Tras una serie de brutales crímenes rituales, Holmes y Watson llegan a tiempo para salvar a la última víctima y descubrir al asesino: el impenitente Lord Blackwood. Cuando se acerca el momento de su ejecución en la horca, Blackwood (que ha aterrorizado tanto a los presos como a los carceleros con su aparente conexión con fuerzas oscuras y poderosas) advierte a Holmes de que la muerte no le importa y que, de hecho, la ejecución coincide con sus planes.
Y cuando, según todos los indicios, Blackwood lleva a cabo su promesa, su aparente resurrección siembra el pánico en Londres y desconcierta a Scotland Yard. Pero para Holmes, el juego está en marcha.
Guión basado en los personajes de Arthur Conan Doyle y en el cómic de Lionel Wigram.
| Robert Downey Jr. | Sherlock Holmes |
| Jude Law | Dr. John Watson |
| Rachel McAdams | Irene Adler |
| Mark Strong | Lord Blackwood |
| Kelly Reilly | Mary Morstan |
| Eddie Marsan | Inspector Lestrade |
| William Hope | John Standish |
| Dirección | Guy Ritchie |
| Guión (basado en los personajes de Arthur Conan Doyle y en el cómic de Lionel Wigram) | Mike Johnson, Simon Kinberg, Anthony Peckham y Guy Ritchie |
| Producción | Steve Clark-Hall, Susan Downey, Dan Lin, Joel Silver y Lionel Wigram |
| Producción Ejecutiva | Bruce Berman y Michael Tadross |
| Fotografía | Philippe Rousselot |
| Montaje | James Herbert |
| Música | Hans Zimmer |
| Diseño de Producción | Sarah Greenwood |

Nacho Cabana
El tradicional conservadurismo de Hollywood se expresa ahora a través de nuevas versiones de mitos clásicos e indiscutibles, de esos que dan a los ejecutivos la seguridad de que nadie va a dudar del contenido de su producción con sólo escuchar su título. Sherlock Holmes, Robin Hood o Alicia en el País de las Maravillas son algunos de las películas que vemos o estaremos viendo durante este recién inaugurado 2010.

Pero como hay que dar a la vez la sensación de que se está vendiendo algo nunca visto antes, los viejos mitos se actualizan con la última tecnología digital. Eso sí, que nadie se lleve a engaño, al menos con la cinta que nos ocupa. La actualización que lleva a cabo Guy Ritchie de Sherlock Holmes está en las antípodas de ser una revisión seria del mito. Estamos a años luz de La vida privada de Sherlock Holmes de Billy Wilder, por ejemplo.

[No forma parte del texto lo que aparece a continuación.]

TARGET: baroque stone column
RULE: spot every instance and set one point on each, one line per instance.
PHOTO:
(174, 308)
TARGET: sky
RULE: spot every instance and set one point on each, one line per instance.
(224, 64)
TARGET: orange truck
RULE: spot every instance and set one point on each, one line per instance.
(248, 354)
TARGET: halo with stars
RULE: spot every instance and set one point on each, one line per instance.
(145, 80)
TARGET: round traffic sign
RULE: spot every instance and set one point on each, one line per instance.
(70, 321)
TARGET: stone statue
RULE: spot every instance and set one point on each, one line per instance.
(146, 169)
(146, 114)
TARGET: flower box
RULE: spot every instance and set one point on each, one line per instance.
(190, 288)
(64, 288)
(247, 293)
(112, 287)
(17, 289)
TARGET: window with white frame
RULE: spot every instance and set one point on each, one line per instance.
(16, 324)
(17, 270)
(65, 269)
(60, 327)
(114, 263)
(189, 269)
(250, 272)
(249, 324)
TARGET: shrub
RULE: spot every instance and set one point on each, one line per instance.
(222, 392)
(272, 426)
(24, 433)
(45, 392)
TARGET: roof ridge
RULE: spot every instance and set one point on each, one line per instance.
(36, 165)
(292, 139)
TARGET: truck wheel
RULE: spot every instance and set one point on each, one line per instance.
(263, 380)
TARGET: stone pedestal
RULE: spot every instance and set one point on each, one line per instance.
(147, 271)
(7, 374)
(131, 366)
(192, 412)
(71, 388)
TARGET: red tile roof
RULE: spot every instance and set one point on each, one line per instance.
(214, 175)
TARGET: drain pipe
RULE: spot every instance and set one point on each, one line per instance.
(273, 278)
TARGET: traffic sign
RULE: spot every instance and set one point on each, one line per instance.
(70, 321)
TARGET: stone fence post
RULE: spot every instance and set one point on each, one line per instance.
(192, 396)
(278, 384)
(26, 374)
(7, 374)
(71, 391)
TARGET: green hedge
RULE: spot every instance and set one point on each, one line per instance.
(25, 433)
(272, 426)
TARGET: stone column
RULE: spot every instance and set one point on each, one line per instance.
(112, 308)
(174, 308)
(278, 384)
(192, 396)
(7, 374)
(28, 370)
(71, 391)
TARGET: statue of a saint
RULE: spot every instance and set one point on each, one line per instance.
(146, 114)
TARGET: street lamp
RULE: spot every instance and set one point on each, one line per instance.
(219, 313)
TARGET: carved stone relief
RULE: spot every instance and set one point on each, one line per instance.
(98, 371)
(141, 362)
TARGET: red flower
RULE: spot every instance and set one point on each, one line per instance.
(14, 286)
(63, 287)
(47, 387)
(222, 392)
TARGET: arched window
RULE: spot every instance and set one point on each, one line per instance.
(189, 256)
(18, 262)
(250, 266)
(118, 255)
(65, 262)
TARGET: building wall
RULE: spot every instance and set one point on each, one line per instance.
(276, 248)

"El principal acierto de la película es la visualización de las deducciones, especialmente cuando Sherlock Holmes aplica su lógica a detectar los puntos débiles a golpear de su adversario durante una pelea".
Lo que hace el director de Snatch con el personaje de Conan Doyle es poco más o menos que lo que hizo Kevin Reynolds con Robin Hood hace 19 años. Esto es, convertir a su(s) protagonista(s) en una pareja de héroes de acción que reparten mandobles mientras hacen chistes y realizan sus típicas deducciones detectivescas (aunque éstas se agolpen precipitadamente en los últimos diez minutos de película) Una operación a la que no es sin duda ajeno el productor Joel Silver, responsable, entre otros títulos de la saga Arma letal y Matrix.

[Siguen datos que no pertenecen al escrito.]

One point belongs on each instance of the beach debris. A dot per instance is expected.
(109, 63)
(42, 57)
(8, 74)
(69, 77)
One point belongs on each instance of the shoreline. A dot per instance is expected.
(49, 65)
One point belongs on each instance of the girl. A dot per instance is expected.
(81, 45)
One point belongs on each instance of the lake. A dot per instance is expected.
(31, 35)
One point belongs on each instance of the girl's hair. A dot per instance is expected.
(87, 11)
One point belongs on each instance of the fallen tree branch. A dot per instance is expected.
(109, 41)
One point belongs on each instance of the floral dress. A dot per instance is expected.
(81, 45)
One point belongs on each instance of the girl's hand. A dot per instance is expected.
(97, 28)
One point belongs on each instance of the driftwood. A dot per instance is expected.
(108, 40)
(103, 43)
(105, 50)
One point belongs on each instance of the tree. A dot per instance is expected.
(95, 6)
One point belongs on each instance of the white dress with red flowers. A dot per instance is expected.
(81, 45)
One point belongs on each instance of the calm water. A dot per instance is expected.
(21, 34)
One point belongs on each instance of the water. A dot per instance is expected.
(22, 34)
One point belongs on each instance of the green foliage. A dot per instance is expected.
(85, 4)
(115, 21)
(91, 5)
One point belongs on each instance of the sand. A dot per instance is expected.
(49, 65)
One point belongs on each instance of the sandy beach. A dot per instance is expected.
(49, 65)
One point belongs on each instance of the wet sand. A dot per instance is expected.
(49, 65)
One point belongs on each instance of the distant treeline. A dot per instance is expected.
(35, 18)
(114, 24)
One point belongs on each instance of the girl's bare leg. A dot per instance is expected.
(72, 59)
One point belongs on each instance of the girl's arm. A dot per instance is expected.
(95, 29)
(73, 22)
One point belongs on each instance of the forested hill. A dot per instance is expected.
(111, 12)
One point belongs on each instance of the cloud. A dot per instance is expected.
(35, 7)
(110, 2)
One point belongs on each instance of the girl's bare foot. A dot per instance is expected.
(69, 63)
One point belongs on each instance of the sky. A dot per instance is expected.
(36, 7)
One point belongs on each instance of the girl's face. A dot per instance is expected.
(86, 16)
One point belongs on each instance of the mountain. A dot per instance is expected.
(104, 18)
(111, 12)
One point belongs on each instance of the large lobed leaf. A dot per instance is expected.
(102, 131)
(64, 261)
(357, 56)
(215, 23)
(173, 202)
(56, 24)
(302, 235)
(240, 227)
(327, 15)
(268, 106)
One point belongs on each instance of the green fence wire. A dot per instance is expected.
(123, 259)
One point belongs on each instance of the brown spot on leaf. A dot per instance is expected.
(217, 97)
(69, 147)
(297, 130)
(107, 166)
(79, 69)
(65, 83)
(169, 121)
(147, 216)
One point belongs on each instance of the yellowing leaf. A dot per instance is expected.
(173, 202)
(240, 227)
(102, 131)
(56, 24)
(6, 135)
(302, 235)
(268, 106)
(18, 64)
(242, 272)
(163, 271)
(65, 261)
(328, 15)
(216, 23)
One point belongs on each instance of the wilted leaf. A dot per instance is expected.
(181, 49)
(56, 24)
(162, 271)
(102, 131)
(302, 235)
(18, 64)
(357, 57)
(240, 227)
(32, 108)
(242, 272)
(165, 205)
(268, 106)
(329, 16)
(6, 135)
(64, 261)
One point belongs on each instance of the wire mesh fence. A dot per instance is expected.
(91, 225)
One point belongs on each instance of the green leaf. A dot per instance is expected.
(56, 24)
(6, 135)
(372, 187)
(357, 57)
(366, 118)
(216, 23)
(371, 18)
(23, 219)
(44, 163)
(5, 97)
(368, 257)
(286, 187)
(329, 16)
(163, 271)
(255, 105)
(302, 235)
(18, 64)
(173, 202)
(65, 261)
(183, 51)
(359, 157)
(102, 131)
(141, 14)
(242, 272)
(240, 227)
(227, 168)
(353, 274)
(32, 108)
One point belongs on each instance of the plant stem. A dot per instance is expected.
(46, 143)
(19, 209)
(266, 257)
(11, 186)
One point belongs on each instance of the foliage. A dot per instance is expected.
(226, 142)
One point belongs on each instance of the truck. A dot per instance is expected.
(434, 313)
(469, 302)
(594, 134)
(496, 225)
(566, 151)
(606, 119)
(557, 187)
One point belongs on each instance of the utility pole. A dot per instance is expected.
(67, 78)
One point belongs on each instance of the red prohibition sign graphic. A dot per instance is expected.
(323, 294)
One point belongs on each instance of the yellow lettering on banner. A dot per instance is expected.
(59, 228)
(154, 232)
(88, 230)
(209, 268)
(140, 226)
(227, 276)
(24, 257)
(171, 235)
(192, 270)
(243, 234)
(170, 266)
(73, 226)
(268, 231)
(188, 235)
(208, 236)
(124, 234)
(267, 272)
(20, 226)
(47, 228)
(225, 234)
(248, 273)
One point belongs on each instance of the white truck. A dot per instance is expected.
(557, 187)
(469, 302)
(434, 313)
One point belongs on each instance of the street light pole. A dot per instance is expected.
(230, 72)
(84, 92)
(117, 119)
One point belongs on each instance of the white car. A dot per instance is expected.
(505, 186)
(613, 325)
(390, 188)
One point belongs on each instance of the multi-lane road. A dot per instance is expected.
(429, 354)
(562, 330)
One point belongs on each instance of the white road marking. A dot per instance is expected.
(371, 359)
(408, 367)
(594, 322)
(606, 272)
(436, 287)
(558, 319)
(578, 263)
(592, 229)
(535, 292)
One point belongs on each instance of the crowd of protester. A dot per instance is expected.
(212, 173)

El principal acierto de la película es la visualización de las deducciones, especialmente cuando Sherlock Holmes aplica su lógica a detectar los puntos débiles a golpear de su adversario durante una pelea. El ordenador ayuda enormemente a una fastuosa reconstrucción del Londres victoriano en donde no se escatiman extras ni bits. Excelente idea la de situar el clímax de la historia sobre un puente de Londres a medio construir.
Ahora bien, una vez más en una superproducción, el guión vuelve a no ser más que una excusa para concatenar las secuencias de acción. El argumento de Sherlock Holmes podría valer igual para una aventura de James Bond o de John McClane. El suspense o la intriga como tales brillan por su ausencia y el ir de un lado a otro de los personajes resulta bastante tedioso por mucho que Guy Ritchie se esmere en emplear todos los trucos visuales posibles para dar marcha a su película (entre ellos la utilización de una cámara casi tan superlenta como la empleada por Lars Von Trier en Anticristo).

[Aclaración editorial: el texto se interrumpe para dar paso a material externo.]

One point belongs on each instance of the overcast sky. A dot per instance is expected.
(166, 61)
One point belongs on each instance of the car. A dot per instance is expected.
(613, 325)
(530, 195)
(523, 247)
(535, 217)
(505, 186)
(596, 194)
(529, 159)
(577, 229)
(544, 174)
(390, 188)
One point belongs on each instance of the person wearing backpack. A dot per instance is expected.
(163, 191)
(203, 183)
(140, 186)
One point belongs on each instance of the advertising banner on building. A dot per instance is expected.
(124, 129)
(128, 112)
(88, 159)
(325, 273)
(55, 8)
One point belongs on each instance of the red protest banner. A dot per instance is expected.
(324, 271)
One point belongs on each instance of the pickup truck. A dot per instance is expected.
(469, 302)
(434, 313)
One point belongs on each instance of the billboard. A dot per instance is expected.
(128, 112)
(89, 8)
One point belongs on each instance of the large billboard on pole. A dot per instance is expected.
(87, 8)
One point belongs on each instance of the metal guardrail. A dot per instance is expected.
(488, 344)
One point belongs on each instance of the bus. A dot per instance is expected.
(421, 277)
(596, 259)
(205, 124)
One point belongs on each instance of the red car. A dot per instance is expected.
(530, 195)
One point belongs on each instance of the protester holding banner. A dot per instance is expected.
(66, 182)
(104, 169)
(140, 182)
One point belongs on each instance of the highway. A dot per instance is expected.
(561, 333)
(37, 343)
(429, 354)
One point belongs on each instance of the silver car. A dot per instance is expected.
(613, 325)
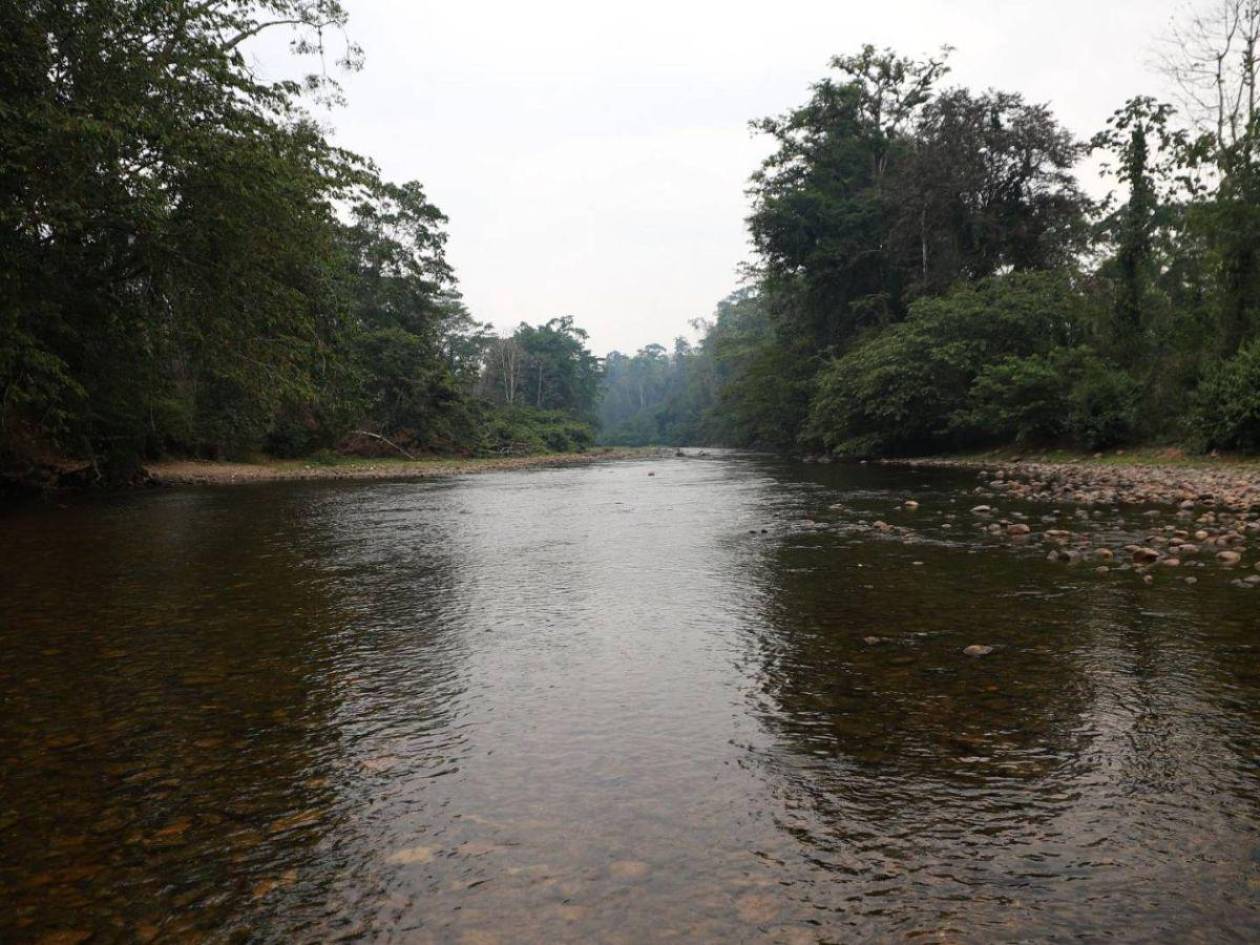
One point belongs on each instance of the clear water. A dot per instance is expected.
(596, 706)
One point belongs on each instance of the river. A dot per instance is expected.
(625, 703)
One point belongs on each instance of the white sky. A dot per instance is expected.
(592, 156)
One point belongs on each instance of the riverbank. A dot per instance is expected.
(1119, 478)
(208, 473)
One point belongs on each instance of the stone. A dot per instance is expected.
(629, 870)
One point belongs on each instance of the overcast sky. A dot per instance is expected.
(592, 156)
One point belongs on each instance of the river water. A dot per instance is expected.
(592, 704)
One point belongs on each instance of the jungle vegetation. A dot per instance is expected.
(188, 266)
(931, 275)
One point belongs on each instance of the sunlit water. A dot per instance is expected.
(596, 706)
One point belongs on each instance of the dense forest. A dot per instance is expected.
(931, 275)
(188, 266)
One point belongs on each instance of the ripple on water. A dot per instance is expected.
(587, 704)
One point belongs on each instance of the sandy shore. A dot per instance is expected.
(206, 473)
(1114, 480)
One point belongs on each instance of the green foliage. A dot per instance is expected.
(904, 388)
(1064, 397)
(523, 430)
(1227, 402)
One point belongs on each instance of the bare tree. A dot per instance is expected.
(1211, 57)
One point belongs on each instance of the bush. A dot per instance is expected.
(1227, 402)
(1066, 396)
(1105, 406)
(1018, 400)
(526, 430)
(907, 387)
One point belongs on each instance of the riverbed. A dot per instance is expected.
(696, 699)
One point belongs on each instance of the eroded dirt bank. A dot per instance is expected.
(206, 473)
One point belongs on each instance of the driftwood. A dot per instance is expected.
(384, 440)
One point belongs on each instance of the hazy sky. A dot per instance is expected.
(592, 156)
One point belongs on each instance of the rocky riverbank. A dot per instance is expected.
(206, 473)
(1197, 515)
(1230, 486)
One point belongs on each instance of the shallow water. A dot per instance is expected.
(596, 706)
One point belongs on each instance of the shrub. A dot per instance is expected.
(906, 387)
(1227, 402)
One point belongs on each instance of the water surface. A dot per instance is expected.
(596, 706)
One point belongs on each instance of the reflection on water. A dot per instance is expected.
(594, 706)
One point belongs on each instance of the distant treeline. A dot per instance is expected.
(930, 274)
(189, 266)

Robert Downey Jr. y Jude Law se intercambian los roles protagonistas que a priori parecerían evidentes. El primero compone un Sherlock sin gorra pero con pipa que practica una curiosa mezcla de Lucha Libre y boxeo mientras el segundo es el Watson menos elemental y más activo que este cronista recuerda.
En fin, una película de apariencia, a la que se le podría pedir más de lo que da, pero que cumple más o menos su palomitera función.